Un hôpital miliaire a été installé à Asni, un village au sud de Marrakech, pour s’occuper des victimes du séisme du 8 septembre. © Le Jeune Maghrébin

Le choix d’Asni n’est pas anodin. Cela est dû à son emplacement stratégique qui fait de lui un carrefour entre les villages du Haut Atlas et Marrakech. Mon ami Youssef est professeur et y travaille depuis des années, il se dit chanceux d’avoir quitté le village quelques heures avant le désastre meurtrier.
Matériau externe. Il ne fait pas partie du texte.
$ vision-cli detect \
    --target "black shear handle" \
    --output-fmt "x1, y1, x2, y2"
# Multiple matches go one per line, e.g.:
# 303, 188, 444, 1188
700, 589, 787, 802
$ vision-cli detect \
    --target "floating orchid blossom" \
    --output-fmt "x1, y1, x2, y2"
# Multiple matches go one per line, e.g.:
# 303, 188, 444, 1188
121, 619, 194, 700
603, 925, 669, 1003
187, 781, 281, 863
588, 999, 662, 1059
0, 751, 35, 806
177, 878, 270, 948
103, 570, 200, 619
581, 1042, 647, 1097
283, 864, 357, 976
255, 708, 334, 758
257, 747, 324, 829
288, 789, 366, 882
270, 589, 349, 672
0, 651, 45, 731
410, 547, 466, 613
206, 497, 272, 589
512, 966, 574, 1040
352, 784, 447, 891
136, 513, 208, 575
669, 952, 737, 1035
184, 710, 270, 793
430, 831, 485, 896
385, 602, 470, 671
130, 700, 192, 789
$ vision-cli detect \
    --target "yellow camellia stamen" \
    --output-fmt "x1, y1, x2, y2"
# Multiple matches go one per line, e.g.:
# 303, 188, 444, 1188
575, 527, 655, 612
« Ce vendredi-là, j’ai quitté le village pour rendre visite à ma cousine, qui se trouve à Marrakech. Deux jours plus tard, je suis retourné au village, c’est là que je me suis rendu compte que ma maison avait été endommagée. On dirait qu’un missile l’a frappée. Heureusement, je n’y étais pas, sinon je ne serai pas là aujourd’hui. La chance a été de mon côté, Dieu merci. »

Abdelkrim, en revanche, lui, était présent à Asni au moment du séisme. Je l’ai rencontré non loin de l’hôpital militaire installé sur place. Il était assis, seul et à l’écart du monde. Il était encore sous le choc et avait l’air à la fois triste et calme. Il m’a montré de loin sa tente, plantée près de la route principale, une tente verte et de petite taille qui lui appartient. Les autres habitants, ont reçu des tentes, distribuées par le Croissant-Rouge marocain, de l’armée et surtout, des ONG.

Un camp a été mis en place à Asni, un village au sud de Marrakech, pour accueillir les sinistrés du séisme du 8 septembre. © Le Jeune Maghrébin

« Moi je n’ai rien reçu de personne, sauf de la nourriture et de l’eau pour survivre. Moi, je veux rien et je remercie Dieu car aucun malheur n’est arrivé à ma famille. J’espère que les autorités nous aideront à reconstruire notre logement. Ils ont annoncé à la télé qu’il y aurait bientôt des pluies torrentielles. Franchement, j’ai aucune idée de notre sort. Je suis très inquiet ! »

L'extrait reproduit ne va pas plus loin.